New tools to monitor your business

We have also seen a shift in openness to technologies and new streamlined processes.  Business owners now have access to apps and software that are affordable, giving them a comprehensive and real time view of their trading results and cash flow position.  Business owners who previously preferred traditional methods are beginning to realise that they must adapt or be left behind.

Innovation

Business operating in the innovation field fared well during 2016 with a range of policies and grants delivered to foster innovation.  The commercialisation of innovative products and services continues to be an area of growth with ongoing rounds of funding and tax incentives.  One of the most generous of the concessions is the Early Stage Innovation Company (ESIC) tax concession which provides investors with a rebate of 20% on their investment and the ability to disregard capital gains for assets sold within 10 year.

On the radar for 2017

The 2017 landscape for SMEs will continue to present challenges.  SMEs will need to be focused and savvy when it comes to steering their business in a winning direction.

Business Planning is Key

The top concern keeping business owners awake at night in 2016 was business planning (or lack thereof).  With research showing that 72% of business owners don’t have a business plan. Too many owners are concentrating on day to day operations and either don’t have the time, skills or support to focus on long term planning and growth.

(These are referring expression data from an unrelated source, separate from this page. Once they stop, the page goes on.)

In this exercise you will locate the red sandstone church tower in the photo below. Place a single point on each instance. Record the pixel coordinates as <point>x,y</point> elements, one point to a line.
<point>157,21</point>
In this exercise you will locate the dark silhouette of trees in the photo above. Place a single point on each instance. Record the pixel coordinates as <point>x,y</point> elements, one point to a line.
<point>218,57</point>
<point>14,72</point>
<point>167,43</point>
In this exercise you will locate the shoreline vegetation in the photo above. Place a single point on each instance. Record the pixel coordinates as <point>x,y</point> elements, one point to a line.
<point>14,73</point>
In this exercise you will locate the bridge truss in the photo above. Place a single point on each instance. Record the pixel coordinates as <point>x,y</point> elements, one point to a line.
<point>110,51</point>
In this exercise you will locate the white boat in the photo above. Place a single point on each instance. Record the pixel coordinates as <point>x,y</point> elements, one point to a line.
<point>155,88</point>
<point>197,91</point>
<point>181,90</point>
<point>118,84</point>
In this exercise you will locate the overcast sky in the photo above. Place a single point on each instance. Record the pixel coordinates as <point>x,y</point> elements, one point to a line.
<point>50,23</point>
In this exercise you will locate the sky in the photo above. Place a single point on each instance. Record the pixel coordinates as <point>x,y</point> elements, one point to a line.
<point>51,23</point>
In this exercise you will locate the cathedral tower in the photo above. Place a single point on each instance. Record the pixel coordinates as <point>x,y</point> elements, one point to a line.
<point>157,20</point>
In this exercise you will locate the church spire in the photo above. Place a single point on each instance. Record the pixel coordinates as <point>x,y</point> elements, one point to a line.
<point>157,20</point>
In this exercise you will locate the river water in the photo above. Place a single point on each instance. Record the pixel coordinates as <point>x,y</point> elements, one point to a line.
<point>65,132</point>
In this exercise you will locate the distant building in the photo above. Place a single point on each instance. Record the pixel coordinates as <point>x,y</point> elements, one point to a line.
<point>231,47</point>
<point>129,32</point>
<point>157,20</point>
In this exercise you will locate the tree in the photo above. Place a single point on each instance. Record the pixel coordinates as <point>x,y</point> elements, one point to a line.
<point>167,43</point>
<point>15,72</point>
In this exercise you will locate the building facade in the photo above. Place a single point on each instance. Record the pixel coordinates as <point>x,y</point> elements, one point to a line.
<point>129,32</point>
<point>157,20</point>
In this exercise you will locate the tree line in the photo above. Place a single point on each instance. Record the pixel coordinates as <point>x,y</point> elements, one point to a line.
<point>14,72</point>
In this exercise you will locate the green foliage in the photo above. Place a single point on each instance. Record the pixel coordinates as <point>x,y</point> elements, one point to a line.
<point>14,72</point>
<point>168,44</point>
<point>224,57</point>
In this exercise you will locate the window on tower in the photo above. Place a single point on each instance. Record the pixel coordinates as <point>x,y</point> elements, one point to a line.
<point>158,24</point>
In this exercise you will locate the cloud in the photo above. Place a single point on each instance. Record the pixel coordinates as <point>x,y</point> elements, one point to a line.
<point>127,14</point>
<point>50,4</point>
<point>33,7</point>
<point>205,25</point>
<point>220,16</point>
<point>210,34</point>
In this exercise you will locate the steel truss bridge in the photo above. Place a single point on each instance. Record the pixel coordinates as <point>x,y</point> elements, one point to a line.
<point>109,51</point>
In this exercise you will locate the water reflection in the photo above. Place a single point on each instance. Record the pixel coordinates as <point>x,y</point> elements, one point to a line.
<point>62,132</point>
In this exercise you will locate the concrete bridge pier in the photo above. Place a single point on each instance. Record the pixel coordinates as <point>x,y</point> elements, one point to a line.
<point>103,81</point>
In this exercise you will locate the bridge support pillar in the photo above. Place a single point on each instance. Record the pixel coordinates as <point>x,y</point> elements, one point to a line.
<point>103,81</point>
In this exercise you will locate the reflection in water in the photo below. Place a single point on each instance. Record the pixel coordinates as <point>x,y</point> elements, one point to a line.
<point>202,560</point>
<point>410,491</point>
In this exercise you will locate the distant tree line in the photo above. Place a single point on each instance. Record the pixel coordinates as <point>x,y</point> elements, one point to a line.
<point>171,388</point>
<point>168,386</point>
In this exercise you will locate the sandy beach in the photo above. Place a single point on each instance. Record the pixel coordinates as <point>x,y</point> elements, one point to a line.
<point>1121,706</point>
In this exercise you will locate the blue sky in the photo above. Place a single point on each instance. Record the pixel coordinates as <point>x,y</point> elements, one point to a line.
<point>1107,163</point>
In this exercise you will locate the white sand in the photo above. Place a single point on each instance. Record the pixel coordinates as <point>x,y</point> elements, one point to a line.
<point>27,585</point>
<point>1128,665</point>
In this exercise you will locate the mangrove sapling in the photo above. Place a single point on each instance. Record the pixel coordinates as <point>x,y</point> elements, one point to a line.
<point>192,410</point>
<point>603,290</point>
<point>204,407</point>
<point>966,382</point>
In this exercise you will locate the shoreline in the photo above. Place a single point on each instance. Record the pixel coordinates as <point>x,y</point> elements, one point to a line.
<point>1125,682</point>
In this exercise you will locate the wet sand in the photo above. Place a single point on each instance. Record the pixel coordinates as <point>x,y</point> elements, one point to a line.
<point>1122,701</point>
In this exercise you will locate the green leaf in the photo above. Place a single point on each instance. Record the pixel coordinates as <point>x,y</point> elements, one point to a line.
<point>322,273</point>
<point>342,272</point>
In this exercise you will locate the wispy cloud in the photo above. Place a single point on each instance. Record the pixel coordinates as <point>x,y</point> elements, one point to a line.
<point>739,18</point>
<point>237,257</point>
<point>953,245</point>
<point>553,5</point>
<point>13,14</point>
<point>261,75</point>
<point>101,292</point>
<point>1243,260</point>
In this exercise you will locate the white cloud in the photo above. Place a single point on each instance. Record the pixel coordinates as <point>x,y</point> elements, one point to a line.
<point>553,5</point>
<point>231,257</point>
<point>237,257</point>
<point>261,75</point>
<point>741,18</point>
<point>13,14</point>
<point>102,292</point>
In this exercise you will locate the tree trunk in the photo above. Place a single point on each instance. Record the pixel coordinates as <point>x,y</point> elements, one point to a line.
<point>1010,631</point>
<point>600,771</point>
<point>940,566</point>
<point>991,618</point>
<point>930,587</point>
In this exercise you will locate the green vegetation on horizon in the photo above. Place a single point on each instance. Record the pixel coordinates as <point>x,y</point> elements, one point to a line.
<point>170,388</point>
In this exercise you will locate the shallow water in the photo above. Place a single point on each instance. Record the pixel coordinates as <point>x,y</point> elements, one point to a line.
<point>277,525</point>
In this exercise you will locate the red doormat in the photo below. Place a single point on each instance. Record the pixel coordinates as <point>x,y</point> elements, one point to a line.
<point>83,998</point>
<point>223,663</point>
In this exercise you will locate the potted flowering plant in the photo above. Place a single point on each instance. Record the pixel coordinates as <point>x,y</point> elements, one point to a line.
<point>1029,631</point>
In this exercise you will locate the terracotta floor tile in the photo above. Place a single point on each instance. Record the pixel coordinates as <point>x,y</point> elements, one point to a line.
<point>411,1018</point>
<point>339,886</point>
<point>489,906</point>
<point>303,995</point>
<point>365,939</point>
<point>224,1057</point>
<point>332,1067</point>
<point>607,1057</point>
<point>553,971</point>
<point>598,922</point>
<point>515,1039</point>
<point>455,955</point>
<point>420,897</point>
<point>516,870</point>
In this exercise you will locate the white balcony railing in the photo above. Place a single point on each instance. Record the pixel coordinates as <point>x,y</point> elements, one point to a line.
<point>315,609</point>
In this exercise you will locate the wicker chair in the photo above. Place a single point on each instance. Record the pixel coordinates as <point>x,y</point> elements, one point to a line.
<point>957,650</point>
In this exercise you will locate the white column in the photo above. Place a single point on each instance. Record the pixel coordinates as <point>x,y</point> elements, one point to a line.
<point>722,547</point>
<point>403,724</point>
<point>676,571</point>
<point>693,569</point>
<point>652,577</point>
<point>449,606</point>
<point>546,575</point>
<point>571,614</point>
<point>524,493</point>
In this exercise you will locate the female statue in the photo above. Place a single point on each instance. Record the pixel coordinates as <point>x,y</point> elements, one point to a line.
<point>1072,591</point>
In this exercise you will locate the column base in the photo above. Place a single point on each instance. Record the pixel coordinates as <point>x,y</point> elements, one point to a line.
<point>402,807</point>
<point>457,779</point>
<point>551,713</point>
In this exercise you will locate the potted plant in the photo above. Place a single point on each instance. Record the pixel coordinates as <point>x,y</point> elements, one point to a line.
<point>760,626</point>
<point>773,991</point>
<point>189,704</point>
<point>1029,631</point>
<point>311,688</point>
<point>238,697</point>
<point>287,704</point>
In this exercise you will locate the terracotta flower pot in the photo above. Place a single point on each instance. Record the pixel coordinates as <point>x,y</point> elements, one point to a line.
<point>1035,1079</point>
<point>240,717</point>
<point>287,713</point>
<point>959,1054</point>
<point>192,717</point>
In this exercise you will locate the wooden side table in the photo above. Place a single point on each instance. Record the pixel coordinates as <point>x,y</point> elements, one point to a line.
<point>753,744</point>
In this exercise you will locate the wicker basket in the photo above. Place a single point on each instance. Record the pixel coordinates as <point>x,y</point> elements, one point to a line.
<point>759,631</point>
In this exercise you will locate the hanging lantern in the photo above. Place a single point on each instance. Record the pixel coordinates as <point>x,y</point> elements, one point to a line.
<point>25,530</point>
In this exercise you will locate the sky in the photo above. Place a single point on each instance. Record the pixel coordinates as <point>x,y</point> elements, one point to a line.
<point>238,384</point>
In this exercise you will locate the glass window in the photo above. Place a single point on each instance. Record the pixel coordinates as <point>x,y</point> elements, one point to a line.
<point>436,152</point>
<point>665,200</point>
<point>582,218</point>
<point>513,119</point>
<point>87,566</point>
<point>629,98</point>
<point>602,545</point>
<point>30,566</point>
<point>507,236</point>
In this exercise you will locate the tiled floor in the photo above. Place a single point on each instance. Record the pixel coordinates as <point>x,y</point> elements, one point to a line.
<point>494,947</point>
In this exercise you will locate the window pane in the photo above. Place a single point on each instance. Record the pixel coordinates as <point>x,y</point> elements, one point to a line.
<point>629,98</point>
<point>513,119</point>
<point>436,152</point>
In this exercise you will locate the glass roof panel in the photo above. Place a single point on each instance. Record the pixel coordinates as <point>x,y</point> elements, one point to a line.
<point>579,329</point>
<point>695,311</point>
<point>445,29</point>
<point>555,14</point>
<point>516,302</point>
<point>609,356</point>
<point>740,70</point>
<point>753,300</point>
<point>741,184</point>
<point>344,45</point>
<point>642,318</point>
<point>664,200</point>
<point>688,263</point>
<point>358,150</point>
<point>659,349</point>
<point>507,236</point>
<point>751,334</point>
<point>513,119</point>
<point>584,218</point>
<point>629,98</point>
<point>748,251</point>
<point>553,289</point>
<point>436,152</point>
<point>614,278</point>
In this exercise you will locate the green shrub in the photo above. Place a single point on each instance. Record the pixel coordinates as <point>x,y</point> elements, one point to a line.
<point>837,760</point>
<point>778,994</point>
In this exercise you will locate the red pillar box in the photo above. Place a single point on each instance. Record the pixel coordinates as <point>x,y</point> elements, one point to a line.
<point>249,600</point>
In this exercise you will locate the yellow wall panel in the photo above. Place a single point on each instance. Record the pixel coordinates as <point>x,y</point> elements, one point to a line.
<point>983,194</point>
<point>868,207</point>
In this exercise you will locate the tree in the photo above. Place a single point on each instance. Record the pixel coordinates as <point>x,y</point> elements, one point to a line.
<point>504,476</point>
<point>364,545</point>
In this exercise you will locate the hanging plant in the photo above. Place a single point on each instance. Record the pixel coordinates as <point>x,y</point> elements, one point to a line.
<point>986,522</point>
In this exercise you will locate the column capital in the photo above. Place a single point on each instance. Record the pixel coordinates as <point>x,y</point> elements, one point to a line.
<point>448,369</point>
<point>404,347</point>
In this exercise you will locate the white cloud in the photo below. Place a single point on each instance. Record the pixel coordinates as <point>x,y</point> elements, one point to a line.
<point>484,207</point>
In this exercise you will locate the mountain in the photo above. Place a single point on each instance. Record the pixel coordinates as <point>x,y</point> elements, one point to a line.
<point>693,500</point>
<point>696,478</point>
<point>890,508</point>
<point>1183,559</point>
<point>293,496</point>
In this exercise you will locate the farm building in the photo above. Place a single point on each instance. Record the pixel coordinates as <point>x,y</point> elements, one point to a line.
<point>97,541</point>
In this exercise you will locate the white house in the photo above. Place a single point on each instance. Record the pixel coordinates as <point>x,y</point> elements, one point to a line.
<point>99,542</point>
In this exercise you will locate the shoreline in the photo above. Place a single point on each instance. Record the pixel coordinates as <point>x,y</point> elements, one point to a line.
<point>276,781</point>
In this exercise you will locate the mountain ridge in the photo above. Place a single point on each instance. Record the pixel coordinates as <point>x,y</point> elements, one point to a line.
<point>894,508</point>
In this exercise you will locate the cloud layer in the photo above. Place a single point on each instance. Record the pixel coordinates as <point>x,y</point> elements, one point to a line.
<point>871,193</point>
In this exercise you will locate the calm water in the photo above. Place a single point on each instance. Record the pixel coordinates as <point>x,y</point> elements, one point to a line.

Given the tools available to SMEs, 2017 will see in app based resources, there is no longer any excuse to shy away from strategic business planning and ongoing monitoring.  Benchmarking, industry averages and real time comparative data is readily available and should be put to work. 

People & processes – get these right and ease your stress

As engage with remote employees or “gig” workers, processes will need to be dynamic and streamlined.  Focusing on new ways of working along with smarter processes will be a key theme of 2017 and can also help ease the stress levels for business owners.

Stress and Lifestyle concerns rose from #5 in the 2015 SME research report to #3 in 2016.  The majority hold a belief that their business can’t operate without them. To avoid burnout and missing out on family time business owners should invest focus in this area. Cloud based tools that allow time away from the business without compromising connectivity can also be a useful planning tool for business owners.

Actively managing cash

The record low borrowing rates of 2016 can’t last indefinitely and cash should always be a key focus for business.  Most businesses that fail still do so because of cash flow issues.

In 2017, we recommend using KPIs, benchmarks and cash flow planning apps to make cash management a priority for your business. Once you’ve harnessed your cash flow you can take advantage of business opportunities when they arise.